CLEARWATER — Dr. Trinette Moss runs her family practice a little differently than most physicians.
Instead of taking insurance, she prefers cash, check or credit card.
Billing at her office works like this: Patients between 18 and 49 years old pay $60 a month. The fee covers unlimited office visits, urgent care services and an annual physical. It costs $15 a month to add a child.
Moss says the model, known as direct primary care, makes financial sense. She doesn't have to hire anyone to file and track insurance claims. And she collects enough in monthly fees to keep her practice small.
"You know your patients better," she said. "You have more time to spend with them."
Moss isn't the only physician who likes the concept. Since Congress passed the Affordable Care Act in 2010, the number of practices like hers has jumped from about 20 to more than 400 nationwide, according to the Direct Primary Care Coalition.
The number could soon grow in Florida. Lawmakers are considering a proposal (HB 37/SB 132) that would ensure direct primary-care providers don't run afoul of state insurance laws, paving the way for more doctors to contract directly with patients.
"This is a cost-efficient way for physicians to deliver care, and it's affordable for patients," said Tim Stapleton of the statewide doctors association, which supports the bill.
The concept of direct primary care isn't unique. It bears some similarities to concierge medicine, which also requires patients to pay a monthly fee.
There are some key differences. Among them: Concierge practices typically offer a more robust menu of services, including home visits and immediate access to the doctor via telephone or text. They are also more expensive. One practice in St. Petersburg charges patients between $2,500 and $5,000 annually.
"Direct primary care is meant to be accessible to everyday people," said Jay Keese, executive director of the Direct Primary Care Coalition, an industry group.
Although the model has been around for nearly two decades, it didn't really enter the mainstream until the Affordable Care Act included it as an acceptable form of health coverage — if paired with a catastrophic plan.

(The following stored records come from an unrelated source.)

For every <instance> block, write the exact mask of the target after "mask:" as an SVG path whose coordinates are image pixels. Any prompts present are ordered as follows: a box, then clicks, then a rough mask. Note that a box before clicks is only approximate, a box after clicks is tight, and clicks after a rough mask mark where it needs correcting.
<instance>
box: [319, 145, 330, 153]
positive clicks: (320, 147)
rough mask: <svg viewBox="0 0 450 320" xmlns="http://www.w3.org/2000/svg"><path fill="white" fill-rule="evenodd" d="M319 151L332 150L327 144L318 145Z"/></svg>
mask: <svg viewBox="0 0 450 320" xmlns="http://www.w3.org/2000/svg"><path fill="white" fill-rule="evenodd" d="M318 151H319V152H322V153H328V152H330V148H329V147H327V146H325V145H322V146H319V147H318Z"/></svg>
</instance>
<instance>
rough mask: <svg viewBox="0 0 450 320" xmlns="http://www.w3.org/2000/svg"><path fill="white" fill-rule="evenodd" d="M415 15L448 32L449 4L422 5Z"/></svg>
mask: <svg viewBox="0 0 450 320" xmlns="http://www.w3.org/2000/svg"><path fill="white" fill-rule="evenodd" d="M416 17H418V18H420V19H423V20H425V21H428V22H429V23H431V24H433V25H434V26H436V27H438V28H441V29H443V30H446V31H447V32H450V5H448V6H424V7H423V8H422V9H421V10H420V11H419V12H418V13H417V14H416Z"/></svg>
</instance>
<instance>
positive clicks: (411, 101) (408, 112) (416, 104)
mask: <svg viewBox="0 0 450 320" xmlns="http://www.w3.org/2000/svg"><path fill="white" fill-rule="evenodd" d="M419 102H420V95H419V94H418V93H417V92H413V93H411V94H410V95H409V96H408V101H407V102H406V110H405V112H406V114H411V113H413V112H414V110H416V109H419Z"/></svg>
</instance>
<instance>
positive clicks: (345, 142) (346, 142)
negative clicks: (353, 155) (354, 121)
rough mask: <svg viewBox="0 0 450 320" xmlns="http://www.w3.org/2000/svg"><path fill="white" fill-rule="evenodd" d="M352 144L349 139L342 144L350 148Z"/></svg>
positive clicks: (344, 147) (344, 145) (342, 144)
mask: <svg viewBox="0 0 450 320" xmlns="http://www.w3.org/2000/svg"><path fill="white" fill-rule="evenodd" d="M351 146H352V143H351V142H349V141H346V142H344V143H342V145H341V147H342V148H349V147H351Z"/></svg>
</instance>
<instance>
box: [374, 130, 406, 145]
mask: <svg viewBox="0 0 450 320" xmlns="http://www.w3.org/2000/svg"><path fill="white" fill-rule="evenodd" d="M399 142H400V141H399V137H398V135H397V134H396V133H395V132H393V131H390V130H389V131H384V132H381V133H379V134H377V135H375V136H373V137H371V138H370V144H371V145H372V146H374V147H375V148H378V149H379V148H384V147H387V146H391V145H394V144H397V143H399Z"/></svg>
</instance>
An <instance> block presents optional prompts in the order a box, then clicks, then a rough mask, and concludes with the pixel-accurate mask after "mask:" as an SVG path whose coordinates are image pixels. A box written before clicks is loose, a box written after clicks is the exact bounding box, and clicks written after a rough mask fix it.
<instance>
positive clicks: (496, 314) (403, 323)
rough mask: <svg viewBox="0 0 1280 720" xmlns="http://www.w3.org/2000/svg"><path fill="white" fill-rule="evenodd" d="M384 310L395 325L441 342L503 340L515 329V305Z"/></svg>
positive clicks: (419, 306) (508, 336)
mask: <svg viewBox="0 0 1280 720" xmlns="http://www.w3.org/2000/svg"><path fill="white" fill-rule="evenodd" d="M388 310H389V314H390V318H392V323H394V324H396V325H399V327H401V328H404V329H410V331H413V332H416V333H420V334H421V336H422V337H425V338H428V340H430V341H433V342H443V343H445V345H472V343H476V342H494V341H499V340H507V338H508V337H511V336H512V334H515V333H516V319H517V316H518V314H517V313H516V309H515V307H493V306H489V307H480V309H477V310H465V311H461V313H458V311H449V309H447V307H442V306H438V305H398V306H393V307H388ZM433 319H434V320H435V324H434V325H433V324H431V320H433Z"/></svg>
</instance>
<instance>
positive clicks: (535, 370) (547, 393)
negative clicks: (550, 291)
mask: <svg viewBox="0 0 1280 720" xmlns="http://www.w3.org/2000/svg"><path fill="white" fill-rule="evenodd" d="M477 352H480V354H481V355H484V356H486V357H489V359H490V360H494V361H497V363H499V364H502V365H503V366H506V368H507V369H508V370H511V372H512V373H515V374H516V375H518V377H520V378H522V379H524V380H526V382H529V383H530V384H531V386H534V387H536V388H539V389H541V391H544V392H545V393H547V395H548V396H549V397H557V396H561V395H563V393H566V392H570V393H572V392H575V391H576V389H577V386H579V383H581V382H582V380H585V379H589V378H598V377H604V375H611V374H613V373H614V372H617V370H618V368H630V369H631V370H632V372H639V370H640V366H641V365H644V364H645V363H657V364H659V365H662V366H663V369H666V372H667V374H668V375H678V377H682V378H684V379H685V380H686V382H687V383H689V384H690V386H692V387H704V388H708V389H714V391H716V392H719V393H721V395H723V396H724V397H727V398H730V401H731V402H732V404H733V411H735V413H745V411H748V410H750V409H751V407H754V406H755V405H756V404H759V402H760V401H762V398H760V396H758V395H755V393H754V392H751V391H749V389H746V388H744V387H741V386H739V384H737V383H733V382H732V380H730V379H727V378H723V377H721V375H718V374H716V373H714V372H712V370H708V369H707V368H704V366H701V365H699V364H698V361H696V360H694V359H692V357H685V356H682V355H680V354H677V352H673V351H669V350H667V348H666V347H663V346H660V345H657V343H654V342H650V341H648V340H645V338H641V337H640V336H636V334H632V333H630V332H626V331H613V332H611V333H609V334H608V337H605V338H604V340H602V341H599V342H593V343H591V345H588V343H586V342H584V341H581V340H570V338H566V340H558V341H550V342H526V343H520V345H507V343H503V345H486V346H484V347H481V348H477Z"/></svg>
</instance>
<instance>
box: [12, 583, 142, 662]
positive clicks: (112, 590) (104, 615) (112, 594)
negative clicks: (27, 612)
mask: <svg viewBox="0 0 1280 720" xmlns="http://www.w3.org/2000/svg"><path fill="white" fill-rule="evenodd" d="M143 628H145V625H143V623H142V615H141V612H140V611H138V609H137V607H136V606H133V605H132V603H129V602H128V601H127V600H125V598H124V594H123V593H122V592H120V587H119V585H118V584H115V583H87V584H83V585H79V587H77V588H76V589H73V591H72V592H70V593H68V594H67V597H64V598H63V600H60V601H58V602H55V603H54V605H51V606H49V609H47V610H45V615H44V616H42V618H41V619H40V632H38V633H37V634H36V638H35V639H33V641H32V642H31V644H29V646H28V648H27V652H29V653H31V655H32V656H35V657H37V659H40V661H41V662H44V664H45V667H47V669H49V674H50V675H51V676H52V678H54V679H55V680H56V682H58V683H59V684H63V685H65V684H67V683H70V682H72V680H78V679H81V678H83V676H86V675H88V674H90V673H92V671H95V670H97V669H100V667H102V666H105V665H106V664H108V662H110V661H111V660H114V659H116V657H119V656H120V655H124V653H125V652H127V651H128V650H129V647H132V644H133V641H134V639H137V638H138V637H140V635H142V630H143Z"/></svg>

Moss first read about it two years ago in a medical journal. She had long wanted to open a family practice, but feared she would have to see more than 3,000 patients to be financially solvent.
When she read the article, something clicked: If she went the direct primary-care route, the monthly fee from about 750 patients would be enough to cover rent, malpractice insurance, the salary for one office assistant and her own salary.
What's more, she wouldn't have to worry about fighting with insurance companies, which sometimes deny claims or delay payments several months.
"This seemed like a way to make it work," she said.
Last year, Moss left her job at an outpatient clinic in St. Petersburg associated with the BayCare hospital network and opened her own small office in Clearwater.
Most of the patients who followed her to the new practice were receptive to the idea of paying directly, she said, though she allows a handful to continue using insurance.
She hopes they will all be on board in the future.
One of Moss' longtime patients, 53-year-old Kathy Cress, already takes full advantage of the new system. She is working to lower her blood pressure and cholesterol, and drives from Seminole for monthly office visits.
Her most recent visit lasted an hour, and included a checkup as well as discussion of several health-related articles Cress had read in Bloomberg Businessweek and Self. She also asked Moss to review her food and exercise log.
"I definitely couldn't do this at a regular doctor's office," Cress said, recalling rushed visits when Moss worked at the outpatient center.
That individualized approach can make for a busy practice. Moss sometimes has to work nights and weekends to accommodate patients. She makes the occasional home visit, too.
Dr. Eric Crall, a direct primary-care doctor in Lutz, says the dynamic is different when physicians are hired by their patients.
"You get patients who are much more engaged in their care," he said. "They are paying you a monthly membership fee. They think they might as well take advantage of it."
Crall sees another advantage: It provides an alternative for small businesses that can't afford to provide traditional health insurance benefits to their employees.
In recent months, direct primary care has caught the attention of state lawmakers, who see it as a way to improve access to health care and drive down costs. The Legislature is currently considering a bill seeking to clarify that a direct primary-care agreement does not constitute insurance — and thus is not subject to state insurance regulations.
"There's a doctor in my area who is doing this and is concerned state insurance regulators are going to say it isn't legal," said Rep. Fred Costello, the Ormond Beach Republican sponsoring the bill in the House.
The proposal has bipartisan support with virtually no opposition. House Democrats did make one tweak: They added language pointing out that direct primary care alone won't satisfy Obamacare's individual mandate.
When asked about the bill, Audrey Brown, president of the Florida Association of Health Plans, said her group "always supports increased access to primary care." She added a similar caveat: "It is important to note that this product does not constitute health insurance."
Moss plans to follow the debate in Tallahassee as best she can. But between flu season and her efforts to recruit more patients — she now has about 500 — she'll likely be busy in Clearwater.
She is hopeful lawmakers will see the value of direct primary care.
"It just seems like this is the right thing to do," she said on a recent afternoon, while scrolling through text messages from a patient. "You can help everyone from waitresses making minimum wage to executives, and be more accessible to them all."